Easy paying pays off

Korean payment app Toss has seen its popularity explode since launching in 2015. The app, a product of startup Viva Republica, came up with a way to side-step South Korea’s cumbersome online payment system by allowing users to make payments and transfers in just three steps. Toss now boasts more than 10 million users and has since expanded to include credit, loan, insurance and investment services. Viva Republica highlighted their app’s growth by announcing this week they have raised $80 million in new funding. The investment puts the company at a valuation of $1.2 billion, making it just the fourth unicorn startup in the country. Viva Republica, which has raised $200 million to date, says it plans to use the funds to establish a securities brokerage business and expand across Southeast Asia.

The plant butcher

Plant-based diets are more popular than ever, but enjoying meals that champion high-quality meat alternatives often requires ordering online or visiting vegan restaurants.

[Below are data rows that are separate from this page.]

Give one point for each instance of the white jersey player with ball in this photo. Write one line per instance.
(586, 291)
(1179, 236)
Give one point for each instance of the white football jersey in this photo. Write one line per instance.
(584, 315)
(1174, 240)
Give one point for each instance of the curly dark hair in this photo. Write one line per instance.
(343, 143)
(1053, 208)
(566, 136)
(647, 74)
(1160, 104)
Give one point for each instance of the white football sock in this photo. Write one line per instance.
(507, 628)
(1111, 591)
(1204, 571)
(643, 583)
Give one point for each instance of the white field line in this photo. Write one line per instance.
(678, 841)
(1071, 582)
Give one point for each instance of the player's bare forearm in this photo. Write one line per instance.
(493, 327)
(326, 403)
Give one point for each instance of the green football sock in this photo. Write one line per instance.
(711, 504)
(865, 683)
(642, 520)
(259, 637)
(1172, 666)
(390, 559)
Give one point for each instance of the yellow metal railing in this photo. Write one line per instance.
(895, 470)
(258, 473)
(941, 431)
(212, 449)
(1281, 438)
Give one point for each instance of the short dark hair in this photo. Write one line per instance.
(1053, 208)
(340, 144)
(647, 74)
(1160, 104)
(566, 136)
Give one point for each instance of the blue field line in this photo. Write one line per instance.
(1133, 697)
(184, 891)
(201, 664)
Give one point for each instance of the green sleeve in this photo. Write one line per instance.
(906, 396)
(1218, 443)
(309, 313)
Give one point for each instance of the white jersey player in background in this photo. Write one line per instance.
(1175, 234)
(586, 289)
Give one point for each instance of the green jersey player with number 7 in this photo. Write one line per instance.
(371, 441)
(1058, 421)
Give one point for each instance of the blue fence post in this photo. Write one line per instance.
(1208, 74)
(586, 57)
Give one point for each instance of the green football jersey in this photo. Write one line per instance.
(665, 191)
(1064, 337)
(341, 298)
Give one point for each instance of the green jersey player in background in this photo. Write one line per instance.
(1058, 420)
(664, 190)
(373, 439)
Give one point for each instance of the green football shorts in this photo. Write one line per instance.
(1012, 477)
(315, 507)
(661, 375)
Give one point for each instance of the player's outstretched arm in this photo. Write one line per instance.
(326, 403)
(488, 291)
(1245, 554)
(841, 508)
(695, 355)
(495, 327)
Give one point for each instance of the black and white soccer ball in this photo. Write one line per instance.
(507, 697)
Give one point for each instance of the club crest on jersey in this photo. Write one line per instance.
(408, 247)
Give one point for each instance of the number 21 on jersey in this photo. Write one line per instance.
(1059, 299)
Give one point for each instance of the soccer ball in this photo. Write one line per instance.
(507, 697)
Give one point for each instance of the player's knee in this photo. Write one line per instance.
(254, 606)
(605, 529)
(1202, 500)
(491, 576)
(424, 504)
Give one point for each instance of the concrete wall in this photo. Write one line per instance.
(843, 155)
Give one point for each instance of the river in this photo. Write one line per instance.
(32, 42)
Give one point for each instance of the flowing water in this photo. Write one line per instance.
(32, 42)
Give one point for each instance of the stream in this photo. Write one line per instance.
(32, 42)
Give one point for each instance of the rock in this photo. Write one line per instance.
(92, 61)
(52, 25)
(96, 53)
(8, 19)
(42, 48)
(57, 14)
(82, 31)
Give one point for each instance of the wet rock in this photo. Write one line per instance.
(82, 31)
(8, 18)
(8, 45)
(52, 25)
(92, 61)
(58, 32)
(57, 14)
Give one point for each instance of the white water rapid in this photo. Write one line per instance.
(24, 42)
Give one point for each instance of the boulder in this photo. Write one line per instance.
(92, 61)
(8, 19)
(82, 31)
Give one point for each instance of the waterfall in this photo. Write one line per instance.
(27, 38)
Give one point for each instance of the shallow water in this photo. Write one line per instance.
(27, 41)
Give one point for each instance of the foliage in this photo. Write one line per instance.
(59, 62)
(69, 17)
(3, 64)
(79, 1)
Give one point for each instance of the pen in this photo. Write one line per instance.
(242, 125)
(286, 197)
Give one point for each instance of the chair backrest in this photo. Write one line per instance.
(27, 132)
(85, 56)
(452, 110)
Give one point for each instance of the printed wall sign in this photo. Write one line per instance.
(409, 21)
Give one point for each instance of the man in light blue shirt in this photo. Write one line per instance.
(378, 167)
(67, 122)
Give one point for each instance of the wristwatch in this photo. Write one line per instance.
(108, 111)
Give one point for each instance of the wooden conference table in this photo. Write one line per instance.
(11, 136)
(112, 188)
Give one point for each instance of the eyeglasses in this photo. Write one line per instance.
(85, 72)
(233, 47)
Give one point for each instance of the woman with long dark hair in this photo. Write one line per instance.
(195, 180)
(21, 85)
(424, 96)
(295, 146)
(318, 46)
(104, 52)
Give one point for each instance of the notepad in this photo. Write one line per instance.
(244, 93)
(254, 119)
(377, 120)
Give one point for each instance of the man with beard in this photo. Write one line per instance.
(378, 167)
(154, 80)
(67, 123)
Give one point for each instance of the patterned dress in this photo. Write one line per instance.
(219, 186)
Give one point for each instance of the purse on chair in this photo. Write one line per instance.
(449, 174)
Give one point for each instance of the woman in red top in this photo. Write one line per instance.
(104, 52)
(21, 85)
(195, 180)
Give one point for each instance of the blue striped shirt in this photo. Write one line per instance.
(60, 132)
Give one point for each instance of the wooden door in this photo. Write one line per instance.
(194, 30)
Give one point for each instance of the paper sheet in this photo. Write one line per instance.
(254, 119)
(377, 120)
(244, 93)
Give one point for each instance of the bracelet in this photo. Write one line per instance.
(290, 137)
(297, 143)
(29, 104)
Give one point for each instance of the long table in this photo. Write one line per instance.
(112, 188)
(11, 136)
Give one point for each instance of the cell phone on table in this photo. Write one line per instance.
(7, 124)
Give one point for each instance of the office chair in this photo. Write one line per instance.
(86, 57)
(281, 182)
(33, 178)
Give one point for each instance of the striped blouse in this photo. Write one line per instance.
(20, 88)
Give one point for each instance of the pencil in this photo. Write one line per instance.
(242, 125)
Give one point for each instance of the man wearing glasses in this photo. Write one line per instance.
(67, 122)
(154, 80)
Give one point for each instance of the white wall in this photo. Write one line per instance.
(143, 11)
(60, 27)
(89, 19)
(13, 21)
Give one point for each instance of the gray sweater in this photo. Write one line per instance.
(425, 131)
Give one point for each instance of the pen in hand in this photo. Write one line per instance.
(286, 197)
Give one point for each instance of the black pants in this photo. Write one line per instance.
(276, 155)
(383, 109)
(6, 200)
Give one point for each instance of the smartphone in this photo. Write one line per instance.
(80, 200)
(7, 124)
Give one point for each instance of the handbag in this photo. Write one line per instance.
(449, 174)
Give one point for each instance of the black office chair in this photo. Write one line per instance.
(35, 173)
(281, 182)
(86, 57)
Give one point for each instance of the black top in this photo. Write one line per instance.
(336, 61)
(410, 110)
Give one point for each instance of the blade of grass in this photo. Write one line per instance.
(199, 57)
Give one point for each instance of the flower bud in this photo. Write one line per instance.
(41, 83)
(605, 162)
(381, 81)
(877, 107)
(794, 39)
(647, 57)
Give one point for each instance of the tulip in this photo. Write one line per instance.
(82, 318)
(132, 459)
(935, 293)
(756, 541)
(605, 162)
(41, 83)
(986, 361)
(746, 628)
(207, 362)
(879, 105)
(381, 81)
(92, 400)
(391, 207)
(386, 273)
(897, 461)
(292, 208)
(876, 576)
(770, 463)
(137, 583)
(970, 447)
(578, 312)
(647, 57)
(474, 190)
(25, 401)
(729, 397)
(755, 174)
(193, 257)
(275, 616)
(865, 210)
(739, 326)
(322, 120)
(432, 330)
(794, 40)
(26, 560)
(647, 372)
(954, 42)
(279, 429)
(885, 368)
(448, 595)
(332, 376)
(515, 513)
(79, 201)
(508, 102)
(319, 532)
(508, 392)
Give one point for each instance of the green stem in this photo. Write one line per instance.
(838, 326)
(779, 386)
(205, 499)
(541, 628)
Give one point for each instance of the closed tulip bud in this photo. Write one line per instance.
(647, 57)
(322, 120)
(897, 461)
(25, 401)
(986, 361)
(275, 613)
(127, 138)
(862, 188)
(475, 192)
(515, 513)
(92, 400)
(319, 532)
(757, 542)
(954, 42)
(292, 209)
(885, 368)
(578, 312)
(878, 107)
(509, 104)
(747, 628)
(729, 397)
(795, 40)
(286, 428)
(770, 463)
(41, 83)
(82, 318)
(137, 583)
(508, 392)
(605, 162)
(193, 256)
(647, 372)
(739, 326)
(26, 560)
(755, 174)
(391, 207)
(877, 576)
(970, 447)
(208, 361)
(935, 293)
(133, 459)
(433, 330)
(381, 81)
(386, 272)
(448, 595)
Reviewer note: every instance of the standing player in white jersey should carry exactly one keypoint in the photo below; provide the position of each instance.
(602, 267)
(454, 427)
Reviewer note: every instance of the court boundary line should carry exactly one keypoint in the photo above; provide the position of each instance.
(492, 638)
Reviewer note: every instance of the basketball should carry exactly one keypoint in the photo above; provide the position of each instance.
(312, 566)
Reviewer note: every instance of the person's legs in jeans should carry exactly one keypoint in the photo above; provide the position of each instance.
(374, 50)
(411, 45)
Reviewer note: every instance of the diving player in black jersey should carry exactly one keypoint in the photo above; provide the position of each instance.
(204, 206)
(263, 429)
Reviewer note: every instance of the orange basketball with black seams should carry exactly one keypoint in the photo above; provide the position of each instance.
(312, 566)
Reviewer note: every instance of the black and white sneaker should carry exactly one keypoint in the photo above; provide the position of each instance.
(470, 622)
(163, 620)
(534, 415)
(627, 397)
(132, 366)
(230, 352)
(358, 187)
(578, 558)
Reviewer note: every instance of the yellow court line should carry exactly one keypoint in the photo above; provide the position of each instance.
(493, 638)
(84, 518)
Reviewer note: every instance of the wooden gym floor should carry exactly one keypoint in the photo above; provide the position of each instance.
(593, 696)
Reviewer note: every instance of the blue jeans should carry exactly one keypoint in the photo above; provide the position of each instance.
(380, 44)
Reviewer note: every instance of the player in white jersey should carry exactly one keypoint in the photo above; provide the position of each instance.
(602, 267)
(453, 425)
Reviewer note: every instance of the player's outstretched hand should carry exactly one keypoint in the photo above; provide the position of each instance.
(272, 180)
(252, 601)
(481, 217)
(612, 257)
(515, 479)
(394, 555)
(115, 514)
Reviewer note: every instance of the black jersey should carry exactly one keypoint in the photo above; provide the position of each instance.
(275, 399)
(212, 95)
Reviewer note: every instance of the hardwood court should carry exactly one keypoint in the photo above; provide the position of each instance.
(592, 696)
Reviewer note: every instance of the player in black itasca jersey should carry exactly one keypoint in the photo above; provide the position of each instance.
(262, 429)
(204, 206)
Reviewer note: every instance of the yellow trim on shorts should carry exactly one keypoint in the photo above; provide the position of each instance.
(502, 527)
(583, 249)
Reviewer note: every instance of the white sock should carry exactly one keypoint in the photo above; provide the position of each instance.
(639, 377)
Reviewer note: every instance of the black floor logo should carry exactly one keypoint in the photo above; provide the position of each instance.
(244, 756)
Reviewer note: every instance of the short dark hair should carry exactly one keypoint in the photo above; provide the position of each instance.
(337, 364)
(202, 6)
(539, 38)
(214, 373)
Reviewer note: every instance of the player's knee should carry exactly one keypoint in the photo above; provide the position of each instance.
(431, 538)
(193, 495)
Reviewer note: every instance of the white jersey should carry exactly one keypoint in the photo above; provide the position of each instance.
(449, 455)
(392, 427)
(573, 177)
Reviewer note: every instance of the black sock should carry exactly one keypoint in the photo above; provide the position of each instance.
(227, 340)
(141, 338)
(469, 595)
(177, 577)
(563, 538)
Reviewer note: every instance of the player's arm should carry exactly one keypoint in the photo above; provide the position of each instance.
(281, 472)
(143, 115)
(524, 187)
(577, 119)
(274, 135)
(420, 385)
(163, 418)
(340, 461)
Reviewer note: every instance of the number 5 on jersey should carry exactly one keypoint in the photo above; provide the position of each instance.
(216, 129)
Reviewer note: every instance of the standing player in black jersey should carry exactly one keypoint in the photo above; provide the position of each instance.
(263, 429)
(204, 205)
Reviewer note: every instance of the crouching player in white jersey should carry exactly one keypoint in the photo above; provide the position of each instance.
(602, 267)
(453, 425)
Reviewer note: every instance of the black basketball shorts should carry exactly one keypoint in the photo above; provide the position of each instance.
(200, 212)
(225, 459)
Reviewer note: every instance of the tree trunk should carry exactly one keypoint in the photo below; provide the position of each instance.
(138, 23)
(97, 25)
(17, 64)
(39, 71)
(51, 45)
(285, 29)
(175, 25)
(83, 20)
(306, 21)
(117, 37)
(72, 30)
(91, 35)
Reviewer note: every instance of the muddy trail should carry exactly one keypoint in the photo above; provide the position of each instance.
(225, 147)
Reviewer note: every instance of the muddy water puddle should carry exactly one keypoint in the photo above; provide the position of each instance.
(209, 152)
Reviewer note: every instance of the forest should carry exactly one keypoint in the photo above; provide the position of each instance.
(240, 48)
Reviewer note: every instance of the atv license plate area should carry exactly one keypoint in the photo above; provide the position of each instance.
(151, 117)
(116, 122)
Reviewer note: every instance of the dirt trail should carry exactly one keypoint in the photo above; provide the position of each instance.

That’s about to change for residents of Halifax, Canada, where Real Fake Meats is set to open its doors next week. The city’s first vegan butcher shop focuses on home cooking and is owned by Lauren Marshall, a seasoned chef who uses a variety of ingredients and cooking techniques to create tasty vegetable-based versions of bacon, turkey, beef and even cheese. Real Fake Meats started as an online store in May, but demand has been so high that the company decided to open a brick-and-mortar location as well. Opening just in time for the holidays, the shop eventually hopes to offer ready-made food items as well as products for wholesale.

Connecting smart cities

Blackberry announced this week it is launching a service to help connect vehicles with smart city infrastructure. The mobile communications giant said it is “helping the private and public sectors come together” by offering the technology, which will debut in Canada, without service fees to automakers and public authorities. While Blackberry has been tight-lipped on the details, the idea of the service is to provide a secure mechanism for vehicles to share information with city infrastructure, such as traffic lights. Blackberry, a leader in tech security, said that having a safe way to transmit traffic data is necessary for the public and civil authorities to feel assured the information they receive is trustworthy. This will become even more important as city streets become increasingly populated by driverless cars. “By removing barriers such as security, privacy, and cost,” said CEO John Chen, Blackberry’s new service “will help accelerate the many smart city and connected vehicle pilot programs taking place around the world.”